Comme le veut sa nature, la créature de Frankenstein n’a besoin que d’une étincelle pour revenir à la vie et le cinéma l’a bien compris. Mais s’il aime jouer avec le sacrilège de son principe, le blasphème de la vie après la mort, il apprécie aussi de se moquer des clichés initiés depuis la prestation de Boris Karloff de 1931, comme la balourdise de son monstre.
Frankenstein General Hospital le faisait renaître pour une comédie hospitalière vraiment poussive. Trois ans plus tard, dans Frankenstein: The College Years (traduit chez nous par Frankenstein le tombeur de la fac ou Un amour de Frankenstein), l’implantation du mythe se fait dans un cadre étudiant, une école de médecine, réveillé par deux amis, Mark et Jay.
Mark reprend les travaux de son mentor décédé, responsable de ce cadavre dans le placard mais qui va devenir ambulant. Frankenstein est un grand bonhomme, un simplet de deux mètres de haut, au petit sourire niais et au regard enfantin. Vincent Hammond se révèle assez convaincant pour animer cette grande carcasse pas très affûtée, mais aux réactions amusantes, et finalement presque attachant.
Pour pouvoir continuer à garder l’oeil sur lui mais aussi comprendre comment le maintenir en vie, Mark et Jay doivent le garder avec eux sur le campus, le faisant passer pour un étudiant étranger, Frank N. Stein. Dans cette ambiance de comédie étudiante des années 1980 (à la Porky, Fast Times at Ridgemont High, Risky Business, etc.) pourtant déjà passée de mode, l’ambiance est légère, décontractée, et en dehors de quelques garnements, Frank va même devenir la coqueluche de la fac, grâce à ses capacités sportives mais aussi de l’attrait qu’il cause à une partie de la population féminine, troublée par son exotisme. Peu importe les différences, le film reprend ce grand slogan de l’intégration entre jeunes, tandis que la grande menace est bien sur un représentant de l’ordre adulte, le proviseur.

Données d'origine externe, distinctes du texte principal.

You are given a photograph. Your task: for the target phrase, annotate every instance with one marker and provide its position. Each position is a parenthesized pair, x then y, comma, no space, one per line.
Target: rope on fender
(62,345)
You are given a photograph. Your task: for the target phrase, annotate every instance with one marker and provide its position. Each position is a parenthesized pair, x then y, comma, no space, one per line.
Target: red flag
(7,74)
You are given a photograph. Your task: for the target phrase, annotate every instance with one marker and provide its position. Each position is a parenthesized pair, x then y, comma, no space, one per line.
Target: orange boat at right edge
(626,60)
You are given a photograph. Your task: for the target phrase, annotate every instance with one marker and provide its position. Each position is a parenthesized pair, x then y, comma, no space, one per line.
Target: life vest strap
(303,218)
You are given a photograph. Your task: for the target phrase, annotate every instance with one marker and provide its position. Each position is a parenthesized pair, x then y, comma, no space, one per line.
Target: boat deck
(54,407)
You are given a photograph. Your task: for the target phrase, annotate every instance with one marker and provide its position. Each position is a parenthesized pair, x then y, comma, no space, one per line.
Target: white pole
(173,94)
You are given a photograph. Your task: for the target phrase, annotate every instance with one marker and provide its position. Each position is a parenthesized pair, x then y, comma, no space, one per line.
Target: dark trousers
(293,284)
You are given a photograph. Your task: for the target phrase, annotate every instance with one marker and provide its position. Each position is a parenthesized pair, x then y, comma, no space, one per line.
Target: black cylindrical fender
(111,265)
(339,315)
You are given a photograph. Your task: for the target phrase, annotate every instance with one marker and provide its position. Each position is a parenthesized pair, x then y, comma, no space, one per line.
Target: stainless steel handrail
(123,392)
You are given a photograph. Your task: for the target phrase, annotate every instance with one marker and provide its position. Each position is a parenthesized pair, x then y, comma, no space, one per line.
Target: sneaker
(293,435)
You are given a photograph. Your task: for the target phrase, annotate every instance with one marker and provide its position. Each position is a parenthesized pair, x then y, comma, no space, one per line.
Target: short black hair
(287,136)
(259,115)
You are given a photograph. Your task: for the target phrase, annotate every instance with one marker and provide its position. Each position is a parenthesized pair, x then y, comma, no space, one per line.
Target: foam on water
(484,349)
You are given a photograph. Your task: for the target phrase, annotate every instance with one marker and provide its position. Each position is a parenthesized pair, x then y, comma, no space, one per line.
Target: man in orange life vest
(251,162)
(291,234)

Dans cette atmosphère so 80’s, on se chambre, les répliques fusent, avec quelques dialogues bien relevés. Pour les interpréter, il faut reconnaître que la majorité des comédiens possèdent une certaine aisance, à l’image du duo principal, Mark, joué par William Ragsdale, déjà remarqué dans Vampire, vous avez dit vampire ? (1985), représentant de l’adolescent malin et taquin, nerd mais pas une serpillière. Dommage que la suite de sa carrière ait été plus discrète, il est vraiment bon. Son acolyte aussi ne s’est plus guère fait remarquer, poursuivant dans le doublage, alors que Christopher Daniel Barnes qui joue Jay, plus terre-à-terre, se révèle tout à fait convaincant.
Glissons aussi une petite attention pour Patrick Richwood, qui joue Blaine, professeur mou à la solde du proviseur, au visage très expressif, sujet à de nombreuses farces et péripéties. L’échange entre Mark et lui après que ce premier l’ait surpris dans son placard est non seulement drôle grâce à leurs dialogues, mais aussi pour les airs de chien battu de Patrick Richwood.
Pour autant, malgré quelques bons moments, il ne faudrait pas croire que cet amour de Frankenstein soit une pépite oubliée de la comédie américaine. Elle subit ainsi un sérieux coup de mou dans sa moitié, une fois que Frankenstein commence à devenir populaire. Il aurait fallu un peu plus de frictions, ou jouer sur le décalage d’un individu du XIXe siècle découvrant le monde moderne, ce que ne fait pas le film. Qui préfère miser sur l’incongruité manifeste mais sans la développer, au profit d’une histoire bienveillante, mais parfois facile.
Un amour de Frankenstein reste donc une comédie simple et légère, d’un allant très 80’s, ce qui offre un visionnage qui se ne révèle pas trop dépaysant tant qu’on accepte son manque de prétentions. Son statut de téléfilm excuse quelques faiblesses, d’autant que c’est alors le premier film de Tom Shadiyac, réalisateur culte des années suivantes avec Ace Ventura : Détective animalier, le Professeur Foldingue et Bruce Tout Puissant. Un premier essai qui n’est pas à la mesure de ces comédies, mais tout de même convaincant pour les petits curieux de ces comédies de cette décennie.